# Google Page Rank and the impact of the Second EigenValue of the Google Matrix on Power Iteration Convergence in R

(Sandipan Dey, 2 Jan 2017)

• In this article, the basic concepts of the Google Page Rank Algorithm will be discussed along with a few examples.
• Web net can be represented as a directed graph, with nodes represented by web pages and edges represented by the links between them.
• Probabilistic point of view: Since the importance of a web page is measured by its popularity (how many incoming links it has), the importance of page i can be viewed as the probability that a random surfer on the Internet that opens a browser to any page and starts following hyperlinks, visits the page i.
• The process can be modeled as a random walk on the web graph.
• A smaller, but positive percentage of the time, the surfer will dump the current page and choose arbitrarily a different page from the web and “teleport” there. The damping factor p reflects the probability.
• The PageRank vector for a web graph with transition matrix A, and damping factor p, is the unique probabilistic eigenvector of the matrix M (as shown in the following figure), corresponding to the dominant eigenvalue 1.
• By Perron-Frobenius theorem, if the underlying web-graph is connected and aperiodic, then the power-iteration algorithm used to compute the page ranks is guaranteed to converge to a steady state vector, which is precisely the vector with the page ranks of all the nodes.
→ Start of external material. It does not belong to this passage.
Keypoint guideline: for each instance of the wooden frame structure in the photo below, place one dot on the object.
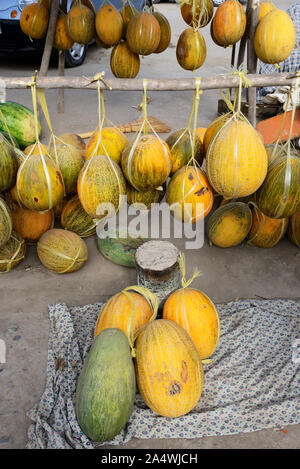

• The next figure and animations show an example problem for computing page ranks that appeared in the final exam of the same edX (CornellX) course Networks, Crowds and Markets.

• The following animation shows the pageranks computed using the power-iteration algorithm without a damping factor. As can be seen, the nodes with larger sizes have higher pageranks.

• The next animation shows the pageranks computed using the power-iteration algorithm with a damping factor 0.2.

• The next animations show the pageranks computed for an Erdos-Renyi random graph with n=100 nodes, with probability p=1/n using the power-iteration algorithm and also directly as a dominant eigenvector of the matrix M. As can be seen, the nodes with ids in larger fonts have higher pageranks.

• The next animation shows how fast the page ranks computed by the power-iteration algorithm converges to the true page ranks (computed directly as normalized dominant eigenvector) for the same E-R random graph.

• The power-iteration algorithm convergence rate is directly proportional to the ratio of the dominant eigenvalues λ2/λ1 of the matrix M. Since λ1=1, the page rank computation algorithm converges faster if the second eigenvalue is smaller.
• The next figures show the result of an experiment done starting with an Erdos-Renyi random graph with n=100 nodes, with probability p=1/2 and then iteratively removing 10 edges randomly from the graph and running the power iteration algorithm and recording the # iterations to converge with an error at most 1e-5, also noting the λ2/λ1 each time.
• As can be seen, with ratio of the dominant eigenvalues (or λ2) decreases as we go on removing the edges and as expected, #iterations taken to converge (with the same accuracy threshold) decreases (which means a faster convergence) as the second eigenvalue becomes smaller.